Portfolio Presentation Strategy:
- Project Case Studies: Presenting case studies or blog posts detailing complex infrastructure challenges faced and the solutions implemented, with a focus on system performance, reliability, and scalability.
- Code Samples & Documentation: Showcasing code samples, documentation, and any other relevant materials that demonstrate your technical skills and problem-solving abilities.
- User Experience & Impact: Highlighting the user experience and impact of your projects, with a focus on improving waste management and recycling technology.
π Enhancement Note: Resourcify's interview preparation focuses on technical expertise in GCP, Terraform, Kubernetes, CI/CD, monitoring, and incident response, with a strong emphasis on understanding the company's mission, collaboration, and teamwork.
π Application Steps
To apply for this Staff Site Reliability Engineer position at Resourcify:
- Submit Your Application: Click the 'Apply Now' button on the job listing or use the application link provided.
- Tailor Your Portfolio: Customize your portfolio to highlight relevant projects, case studies, and code samples that demonstrate your expertise in GCP, Terraform, Kubernetes, CI/CD, monitoring, and automation.
- Optimize Your Resume: Update your resume to emphasize your experience, skills, and achievements in Site Reliability Engineering, DevOps, or Infrastructure Engineering.
- Prepare for Technical Interviews: Brush up on your technical skills, review Resourcify's platform, and prepare for questions about incident response, postmortem analysis, and long-term fixes.
- Research the Company: Familiarize yourself with Resourcify's mission, values, and culture to ensure a strong cultural fit and alignment with the company's goals.

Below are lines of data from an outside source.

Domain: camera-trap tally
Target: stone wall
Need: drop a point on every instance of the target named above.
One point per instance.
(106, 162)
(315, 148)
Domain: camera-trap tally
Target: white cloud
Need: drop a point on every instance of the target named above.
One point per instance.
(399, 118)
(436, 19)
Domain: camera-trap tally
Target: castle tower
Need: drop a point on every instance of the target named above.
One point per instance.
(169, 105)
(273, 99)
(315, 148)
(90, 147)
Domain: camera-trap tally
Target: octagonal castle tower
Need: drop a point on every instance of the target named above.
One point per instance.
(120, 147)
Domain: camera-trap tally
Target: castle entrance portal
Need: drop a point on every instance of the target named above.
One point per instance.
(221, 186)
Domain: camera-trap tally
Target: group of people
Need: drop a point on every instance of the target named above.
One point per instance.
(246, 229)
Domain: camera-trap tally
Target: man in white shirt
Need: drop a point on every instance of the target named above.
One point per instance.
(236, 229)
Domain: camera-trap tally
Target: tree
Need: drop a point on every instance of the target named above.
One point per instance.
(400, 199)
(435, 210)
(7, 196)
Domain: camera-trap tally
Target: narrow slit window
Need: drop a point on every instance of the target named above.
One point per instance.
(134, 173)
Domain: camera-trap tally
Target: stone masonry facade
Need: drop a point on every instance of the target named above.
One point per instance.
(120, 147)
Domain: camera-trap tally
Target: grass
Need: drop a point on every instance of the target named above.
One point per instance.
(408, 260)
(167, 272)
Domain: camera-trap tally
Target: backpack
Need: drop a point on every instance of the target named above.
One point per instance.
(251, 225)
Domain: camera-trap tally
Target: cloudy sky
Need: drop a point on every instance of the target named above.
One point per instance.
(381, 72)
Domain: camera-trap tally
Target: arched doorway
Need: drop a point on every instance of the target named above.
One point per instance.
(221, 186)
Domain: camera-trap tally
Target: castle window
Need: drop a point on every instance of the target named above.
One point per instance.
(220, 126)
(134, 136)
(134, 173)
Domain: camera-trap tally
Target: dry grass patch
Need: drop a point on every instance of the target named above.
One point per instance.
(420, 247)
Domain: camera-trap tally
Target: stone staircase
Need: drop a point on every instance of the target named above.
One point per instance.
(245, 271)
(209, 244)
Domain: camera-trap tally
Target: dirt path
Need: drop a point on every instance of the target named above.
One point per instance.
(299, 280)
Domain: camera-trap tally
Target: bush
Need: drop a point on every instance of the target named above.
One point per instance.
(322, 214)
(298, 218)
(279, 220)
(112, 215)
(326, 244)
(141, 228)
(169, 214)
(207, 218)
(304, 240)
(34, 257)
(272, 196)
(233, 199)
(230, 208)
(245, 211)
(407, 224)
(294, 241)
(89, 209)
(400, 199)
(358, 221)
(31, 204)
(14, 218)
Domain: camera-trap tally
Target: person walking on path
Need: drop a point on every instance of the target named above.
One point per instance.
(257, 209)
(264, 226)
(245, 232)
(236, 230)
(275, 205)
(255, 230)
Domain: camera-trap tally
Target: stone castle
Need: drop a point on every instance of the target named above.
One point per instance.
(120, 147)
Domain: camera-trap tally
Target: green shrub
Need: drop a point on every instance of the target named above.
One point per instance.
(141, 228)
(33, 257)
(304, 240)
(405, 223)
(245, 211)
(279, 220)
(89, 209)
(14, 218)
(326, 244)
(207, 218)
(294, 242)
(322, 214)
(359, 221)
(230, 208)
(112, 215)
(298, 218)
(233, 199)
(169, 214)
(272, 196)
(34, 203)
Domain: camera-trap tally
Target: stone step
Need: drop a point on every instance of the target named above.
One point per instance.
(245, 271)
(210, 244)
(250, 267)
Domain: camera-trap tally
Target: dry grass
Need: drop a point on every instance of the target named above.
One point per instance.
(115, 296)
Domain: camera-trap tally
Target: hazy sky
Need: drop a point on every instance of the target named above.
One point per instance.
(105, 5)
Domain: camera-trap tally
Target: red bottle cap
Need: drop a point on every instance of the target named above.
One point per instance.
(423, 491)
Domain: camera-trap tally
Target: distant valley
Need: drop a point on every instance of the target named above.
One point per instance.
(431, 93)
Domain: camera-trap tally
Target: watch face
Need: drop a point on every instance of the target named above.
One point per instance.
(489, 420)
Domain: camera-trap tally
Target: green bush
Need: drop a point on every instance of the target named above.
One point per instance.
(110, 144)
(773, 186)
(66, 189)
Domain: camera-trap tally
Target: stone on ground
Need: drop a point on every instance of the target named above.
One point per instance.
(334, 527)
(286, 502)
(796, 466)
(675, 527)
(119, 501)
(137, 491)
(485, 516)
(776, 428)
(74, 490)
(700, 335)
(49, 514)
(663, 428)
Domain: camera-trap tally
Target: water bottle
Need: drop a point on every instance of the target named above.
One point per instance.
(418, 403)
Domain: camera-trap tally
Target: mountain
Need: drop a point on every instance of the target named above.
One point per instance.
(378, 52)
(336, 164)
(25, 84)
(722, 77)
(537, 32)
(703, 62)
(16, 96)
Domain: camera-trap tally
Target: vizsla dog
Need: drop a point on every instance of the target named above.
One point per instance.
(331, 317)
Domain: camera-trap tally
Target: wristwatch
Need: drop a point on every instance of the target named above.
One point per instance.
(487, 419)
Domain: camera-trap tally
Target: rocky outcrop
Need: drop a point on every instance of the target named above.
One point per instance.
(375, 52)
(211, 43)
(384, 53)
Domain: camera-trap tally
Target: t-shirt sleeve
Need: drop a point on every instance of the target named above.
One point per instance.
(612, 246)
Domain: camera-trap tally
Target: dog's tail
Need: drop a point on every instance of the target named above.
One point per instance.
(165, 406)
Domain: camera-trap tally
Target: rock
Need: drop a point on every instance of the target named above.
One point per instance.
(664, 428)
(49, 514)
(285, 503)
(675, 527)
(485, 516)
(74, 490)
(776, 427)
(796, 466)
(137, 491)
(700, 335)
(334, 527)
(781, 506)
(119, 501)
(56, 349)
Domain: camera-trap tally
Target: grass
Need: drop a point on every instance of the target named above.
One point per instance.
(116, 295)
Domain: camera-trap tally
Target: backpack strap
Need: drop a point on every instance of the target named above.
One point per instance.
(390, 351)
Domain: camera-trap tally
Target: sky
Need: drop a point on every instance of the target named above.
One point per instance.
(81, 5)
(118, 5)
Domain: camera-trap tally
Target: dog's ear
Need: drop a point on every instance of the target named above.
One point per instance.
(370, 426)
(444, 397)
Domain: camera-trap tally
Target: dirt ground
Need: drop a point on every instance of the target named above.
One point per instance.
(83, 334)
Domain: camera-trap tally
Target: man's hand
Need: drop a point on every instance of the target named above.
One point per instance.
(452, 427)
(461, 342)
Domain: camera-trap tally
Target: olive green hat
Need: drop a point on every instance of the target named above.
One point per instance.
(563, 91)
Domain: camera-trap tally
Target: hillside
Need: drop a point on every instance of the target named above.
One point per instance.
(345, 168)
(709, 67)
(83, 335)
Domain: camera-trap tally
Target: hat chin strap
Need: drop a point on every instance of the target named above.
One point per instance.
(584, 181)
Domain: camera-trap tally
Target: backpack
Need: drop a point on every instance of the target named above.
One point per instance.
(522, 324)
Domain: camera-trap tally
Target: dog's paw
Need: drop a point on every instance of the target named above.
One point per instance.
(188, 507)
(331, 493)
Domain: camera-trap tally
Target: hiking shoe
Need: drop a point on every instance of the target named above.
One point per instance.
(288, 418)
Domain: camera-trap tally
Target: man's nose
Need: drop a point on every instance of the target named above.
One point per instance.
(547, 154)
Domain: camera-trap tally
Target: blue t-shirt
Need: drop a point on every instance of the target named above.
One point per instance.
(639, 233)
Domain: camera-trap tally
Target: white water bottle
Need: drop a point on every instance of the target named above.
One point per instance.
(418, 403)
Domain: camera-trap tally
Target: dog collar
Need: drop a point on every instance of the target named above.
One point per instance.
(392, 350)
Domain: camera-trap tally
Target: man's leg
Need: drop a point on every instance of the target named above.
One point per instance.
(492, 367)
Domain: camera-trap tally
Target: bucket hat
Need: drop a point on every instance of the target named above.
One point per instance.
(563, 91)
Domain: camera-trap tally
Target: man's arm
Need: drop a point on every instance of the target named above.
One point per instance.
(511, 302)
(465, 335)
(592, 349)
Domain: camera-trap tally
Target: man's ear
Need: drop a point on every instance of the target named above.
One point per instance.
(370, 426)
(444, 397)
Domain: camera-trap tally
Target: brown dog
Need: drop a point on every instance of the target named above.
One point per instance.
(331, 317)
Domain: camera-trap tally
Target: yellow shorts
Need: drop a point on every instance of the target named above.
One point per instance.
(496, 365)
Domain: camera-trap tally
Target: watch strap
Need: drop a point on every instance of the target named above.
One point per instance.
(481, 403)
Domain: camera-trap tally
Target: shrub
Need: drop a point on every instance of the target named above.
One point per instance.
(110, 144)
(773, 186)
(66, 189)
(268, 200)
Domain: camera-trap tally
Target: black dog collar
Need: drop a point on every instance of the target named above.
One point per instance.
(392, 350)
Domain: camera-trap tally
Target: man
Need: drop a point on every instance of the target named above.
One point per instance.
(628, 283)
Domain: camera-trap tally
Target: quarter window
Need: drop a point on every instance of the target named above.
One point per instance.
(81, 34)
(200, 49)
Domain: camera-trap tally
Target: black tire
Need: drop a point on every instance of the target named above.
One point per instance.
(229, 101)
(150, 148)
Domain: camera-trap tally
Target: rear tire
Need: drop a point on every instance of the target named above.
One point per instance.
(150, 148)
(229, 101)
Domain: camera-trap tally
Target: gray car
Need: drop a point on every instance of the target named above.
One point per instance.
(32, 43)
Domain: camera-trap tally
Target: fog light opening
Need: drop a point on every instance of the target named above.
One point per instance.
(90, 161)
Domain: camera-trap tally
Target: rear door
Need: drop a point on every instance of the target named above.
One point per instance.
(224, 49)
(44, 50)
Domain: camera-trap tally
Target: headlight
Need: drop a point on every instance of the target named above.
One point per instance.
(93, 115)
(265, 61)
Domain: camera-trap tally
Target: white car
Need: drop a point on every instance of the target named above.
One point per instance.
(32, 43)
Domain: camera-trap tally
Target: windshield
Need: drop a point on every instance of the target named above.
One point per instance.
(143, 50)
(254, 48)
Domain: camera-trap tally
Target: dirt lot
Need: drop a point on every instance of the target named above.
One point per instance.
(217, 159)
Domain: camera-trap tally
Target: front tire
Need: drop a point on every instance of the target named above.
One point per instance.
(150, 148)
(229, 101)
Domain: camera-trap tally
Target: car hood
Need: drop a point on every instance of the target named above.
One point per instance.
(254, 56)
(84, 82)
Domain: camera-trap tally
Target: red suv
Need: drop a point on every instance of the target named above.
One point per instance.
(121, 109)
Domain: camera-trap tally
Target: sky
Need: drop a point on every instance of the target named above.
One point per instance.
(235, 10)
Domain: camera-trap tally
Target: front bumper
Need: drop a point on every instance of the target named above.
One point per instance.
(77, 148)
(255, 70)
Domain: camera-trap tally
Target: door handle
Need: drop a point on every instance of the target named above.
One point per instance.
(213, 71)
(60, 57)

β οΈ Important Notice: This enhanced job description includes AI-generated insights and web technology industry-standard assumptions. All details should be verified directly with the hiring organization before making application decisions.
Application Requirements
The role requires 8+ years of experience in Site Reliability Engineering or related fields, with expertise in GCP and Infrastructure-as-Code. Candidates should also have experience with Kubernetes, CI/CD automation, and a strong grasp of monitoring systems.